We distribute centura.h with our API function declarations that your C code is currently using. We have added #ifdef sections that allow you to add a define to your project and control what versions of the Sal API you are using. If you are to be Unicode and your strings are all in UTF-16 then nothing needs to be defined (this is default) If you want your project to compile using the ASCII versions of TD then define TDASCII in the project. In the centura header files we have our function declarations conditionally defined as follows …using SalStrToNumber( ) as an example.


#ifndef TDASCII
…
NUMBER CBEXPAPI SalStrToNumber(LPWSTR);
…
#else
NUMBER CBEXPAPI SalStrToNumberA(LPSTR);
#define SalStrToNumber SalStrToNumberA
…
#endif


As you can see now your code will not need to be changed and will work with the ASCII buffer that it had before.
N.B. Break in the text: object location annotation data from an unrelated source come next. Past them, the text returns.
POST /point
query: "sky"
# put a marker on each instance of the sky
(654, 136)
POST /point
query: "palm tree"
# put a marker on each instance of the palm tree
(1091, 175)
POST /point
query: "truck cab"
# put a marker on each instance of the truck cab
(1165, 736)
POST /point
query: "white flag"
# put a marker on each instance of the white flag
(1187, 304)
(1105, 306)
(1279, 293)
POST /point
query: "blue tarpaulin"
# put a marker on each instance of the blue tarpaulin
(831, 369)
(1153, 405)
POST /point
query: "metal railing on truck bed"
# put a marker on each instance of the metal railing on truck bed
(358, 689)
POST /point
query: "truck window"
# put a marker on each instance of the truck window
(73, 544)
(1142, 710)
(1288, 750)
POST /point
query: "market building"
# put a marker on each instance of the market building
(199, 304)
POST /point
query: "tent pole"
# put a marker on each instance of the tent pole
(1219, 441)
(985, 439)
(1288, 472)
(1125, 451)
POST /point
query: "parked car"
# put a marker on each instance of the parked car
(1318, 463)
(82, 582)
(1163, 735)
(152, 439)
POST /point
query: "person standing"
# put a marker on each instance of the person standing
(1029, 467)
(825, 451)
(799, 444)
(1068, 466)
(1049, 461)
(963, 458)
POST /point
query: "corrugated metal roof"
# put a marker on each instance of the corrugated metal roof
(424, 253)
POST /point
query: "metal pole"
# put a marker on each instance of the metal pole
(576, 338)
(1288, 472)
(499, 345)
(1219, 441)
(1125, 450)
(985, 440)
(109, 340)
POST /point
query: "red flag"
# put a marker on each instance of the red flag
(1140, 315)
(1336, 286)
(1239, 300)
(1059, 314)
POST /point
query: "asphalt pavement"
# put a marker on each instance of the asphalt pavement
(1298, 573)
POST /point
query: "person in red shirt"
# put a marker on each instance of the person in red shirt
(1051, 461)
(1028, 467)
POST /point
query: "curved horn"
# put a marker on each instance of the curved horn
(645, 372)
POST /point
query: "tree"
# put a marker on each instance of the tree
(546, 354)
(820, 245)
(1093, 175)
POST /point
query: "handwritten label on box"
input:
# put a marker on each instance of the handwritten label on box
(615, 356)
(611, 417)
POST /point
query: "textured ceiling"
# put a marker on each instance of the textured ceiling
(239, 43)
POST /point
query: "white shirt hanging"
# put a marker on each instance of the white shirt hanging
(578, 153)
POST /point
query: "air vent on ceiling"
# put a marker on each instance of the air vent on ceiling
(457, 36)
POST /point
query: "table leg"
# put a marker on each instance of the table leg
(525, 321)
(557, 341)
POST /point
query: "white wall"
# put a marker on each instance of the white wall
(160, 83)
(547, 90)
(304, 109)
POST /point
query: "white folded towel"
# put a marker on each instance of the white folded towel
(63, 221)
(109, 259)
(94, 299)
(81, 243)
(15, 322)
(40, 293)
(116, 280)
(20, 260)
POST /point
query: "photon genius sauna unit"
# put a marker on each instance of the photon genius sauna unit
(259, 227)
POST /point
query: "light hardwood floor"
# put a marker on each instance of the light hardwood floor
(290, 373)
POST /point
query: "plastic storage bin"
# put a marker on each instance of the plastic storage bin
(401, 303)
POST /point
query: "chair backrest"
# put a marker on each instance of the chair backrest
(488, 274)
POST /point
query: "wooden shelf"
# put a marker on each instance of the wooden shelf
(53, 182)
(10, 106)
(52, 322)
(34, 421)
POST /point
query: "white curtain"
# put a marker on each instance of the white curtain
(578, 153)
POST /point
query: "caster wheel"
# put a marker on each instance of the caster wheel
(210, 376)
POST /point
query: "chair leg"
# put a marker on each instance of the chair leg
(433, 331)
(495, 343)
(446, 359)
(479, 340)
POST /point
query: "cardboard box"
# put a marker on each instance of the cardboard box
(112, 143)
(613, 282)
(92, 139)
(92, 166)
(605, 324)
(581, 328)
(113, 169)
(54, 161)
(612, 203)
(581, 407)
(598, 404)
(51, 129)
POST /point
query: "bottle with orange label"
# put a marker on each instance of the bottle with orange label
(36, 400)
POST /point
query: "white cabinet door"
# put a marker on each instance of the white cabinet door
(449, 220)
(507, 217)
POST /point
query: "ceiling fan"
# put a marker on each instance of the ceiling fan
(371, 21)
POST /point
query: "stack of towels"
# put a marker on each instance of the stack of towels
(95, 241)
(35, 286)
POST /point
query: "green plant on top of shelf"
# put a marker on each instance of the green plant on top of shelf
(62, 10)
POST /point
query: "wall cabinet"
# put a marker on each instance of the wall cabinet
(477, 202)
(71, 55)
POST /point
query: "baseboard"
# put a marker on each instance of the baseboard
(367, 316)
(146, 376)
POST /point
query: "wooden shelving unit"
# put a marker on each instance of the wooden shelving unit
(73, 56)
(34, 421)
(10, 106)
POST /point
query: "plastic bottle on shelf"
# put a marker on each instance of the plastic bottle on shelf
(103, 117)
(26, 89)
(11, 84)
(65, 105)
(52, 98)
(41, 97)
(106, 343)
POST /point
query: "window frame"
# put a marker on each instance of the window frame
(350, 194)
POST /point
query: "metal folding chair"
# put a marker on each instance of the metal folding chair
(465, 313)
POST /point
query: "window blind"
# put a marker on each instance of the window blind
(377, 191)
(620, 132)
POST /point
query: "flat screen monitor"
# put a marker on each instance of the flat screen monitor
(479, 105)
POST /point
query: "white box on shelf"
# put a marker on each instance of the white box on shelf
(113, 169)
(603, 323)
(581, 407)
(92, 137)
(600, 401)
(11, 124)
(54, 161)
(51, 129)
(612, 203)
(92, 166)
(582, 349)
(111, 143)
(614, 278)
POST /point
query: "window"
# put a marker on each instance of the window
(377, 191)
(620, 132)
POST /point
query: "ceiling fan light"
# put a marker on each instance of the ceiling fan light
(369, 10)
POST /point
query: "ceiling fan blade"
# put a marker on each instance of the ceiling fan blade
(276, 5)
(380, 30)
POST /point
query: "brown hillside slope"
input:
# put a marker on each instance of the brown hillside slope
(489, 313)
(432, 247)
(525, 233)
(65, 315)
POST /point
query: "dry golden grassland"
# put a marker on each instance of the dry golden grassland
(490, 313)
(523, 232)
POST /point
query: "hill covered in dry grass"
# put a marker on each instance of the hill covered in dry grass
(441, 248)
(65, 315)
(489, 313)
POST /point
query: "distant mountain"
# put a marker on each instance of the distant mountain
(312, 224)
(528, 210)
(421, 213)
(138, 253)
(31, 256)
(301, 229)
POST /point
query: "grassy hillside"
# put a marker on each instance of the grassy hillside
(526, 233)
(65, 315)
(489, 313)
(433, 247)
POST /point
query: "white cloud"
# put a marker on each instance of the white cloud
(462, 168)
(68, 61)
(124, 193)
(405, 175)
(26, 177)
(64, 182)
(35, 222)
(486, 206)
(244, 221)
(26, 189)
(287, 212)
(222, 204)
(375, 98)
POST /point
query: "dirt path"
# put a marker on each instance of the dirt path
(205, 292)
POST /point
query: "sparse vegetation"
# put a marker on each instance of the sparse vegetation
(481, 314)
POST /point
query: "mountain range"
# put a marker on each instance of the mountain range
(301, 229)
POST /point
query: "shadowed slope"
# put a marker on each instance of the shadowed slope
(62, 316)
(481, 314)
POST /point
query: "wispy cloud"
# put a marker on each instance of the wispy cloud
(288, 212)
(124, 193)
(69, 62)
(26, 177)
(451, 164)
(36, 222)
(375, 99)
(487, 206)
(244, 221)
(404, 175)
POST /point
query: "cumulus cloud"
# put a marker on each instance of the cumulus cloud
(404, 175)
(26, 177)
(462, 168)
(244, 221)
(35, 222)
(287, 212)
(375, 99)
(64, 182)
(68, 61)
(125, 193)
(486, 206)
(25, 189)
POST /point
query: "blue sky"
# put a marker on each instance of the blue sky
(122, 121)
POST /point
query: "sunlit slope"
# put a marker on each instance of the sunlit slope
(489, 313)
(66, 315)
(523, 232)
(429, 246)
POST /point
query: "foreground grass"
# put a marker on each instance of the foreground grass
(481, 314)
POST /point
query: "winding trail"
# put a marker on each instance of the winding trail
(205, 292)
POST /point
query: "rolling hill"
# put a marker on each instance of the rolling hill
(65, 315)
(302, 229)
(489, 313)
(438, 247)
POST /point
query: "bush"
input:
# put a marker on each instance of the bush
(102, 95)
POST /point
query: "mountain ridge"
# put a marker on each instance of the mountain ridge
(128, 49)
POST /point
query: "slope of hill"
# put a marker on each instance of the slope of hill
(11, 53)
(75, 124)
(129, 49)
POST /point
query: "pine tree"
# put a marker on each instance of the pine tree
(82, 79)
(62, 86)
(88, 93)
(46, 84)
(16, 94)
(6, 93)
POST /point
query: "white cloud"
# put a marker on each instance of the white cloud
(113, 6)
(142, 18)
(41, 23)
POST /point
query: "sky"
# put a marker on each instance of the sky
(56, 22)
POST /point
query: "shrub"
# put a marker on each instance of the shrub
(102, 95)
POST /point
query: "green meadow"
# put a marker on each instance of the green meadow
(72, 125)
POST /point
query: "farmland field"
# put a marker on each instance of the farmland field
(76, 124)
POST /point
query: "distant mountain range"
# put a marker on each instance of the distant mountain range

Passing Text back and forth to TD runtime.


If your string data originates from the TD runtime then it is going to be in UTF-16 and if your code is doing manipulation assuming ASCII it will need to be “trans-coded” before it is used. We supply a new API function to change the encoding, SalStrToMultiByte( ) and a function to switch back to UTF-16 SalStrWideChar( ). Both take a HSTRING as the first parameter for input and a LPHSTRING as the second parameter for the trans-coded out put, the third parameter is the encoding to use. We will support all Microsoft supported code pages but as of beta only the system ANSI code page and UTF-8 are supported.


HSTRING Review
Team Developer HSTRING’s are TD’s optimized string handling mechanism that essentially is a handle to an internal table that contains a buffer where the string is stored. Since this is essentially a handle and an associated buffer it was allowed to be used as a binary buffer as well …Sal Picture functions for example. For this reason HSTRING buffer functions that get and set size remain as the buffer size NOT the number of characters.


Creating a HSTRING in your dll.
Using SWinInitLPHSTRINGParam( ) or SWinStringCreate( ) will take a reference to an HSTRING


1) For SWinInitLPHSTRINGParam( ) If HSTRING is non-zero it will decrement the ref-count, if the ref-count becomes zero it is deleted from the string table (deletes only if dynamic string table is referenced not the static string table)
2) For SWinStringCreate( ) the HSTRING parameter is set to zero so the ref count is not adjusted. This should only be used when adding a new HString not when changing an existing.
3) A new HSTRING is added to the table and the memory that it references is allocated (len parameter) the new HSTRING’s ref-count is set to one.
4) If passing back to TD runtime leave the ref-count at one otherwise call SalHStringUnRef( ) to decrement the ref count back to zero so the resources are freed.
5) SWinHStringRef( ) increments the ref count, this should be used with caution as leaving a HString with a ref count greater than zero will cause the resources to never be freed, both the HString in the table and the associated buffer.

Getting the buffer associated with a HSTRING
1) Use SWinHStringLock( ) or SWinStringGetBuffer( ) and cast to the pointer type that you are using. Of course the buffer must contain the correct type of data.
2) SWindHStringUnlock is historic and is no longer needed, it has been defined as a no-op for backward compatibility.


Ordinals
If your application is loading cdlli51.dll dynamically you should not use the ordinals to get the function pointers, rather use the function names so that the substituted A versions will be loaded.


SalASCII Sample
Please see sample Sal application together with the C dll written to illustrate what was covered in this document.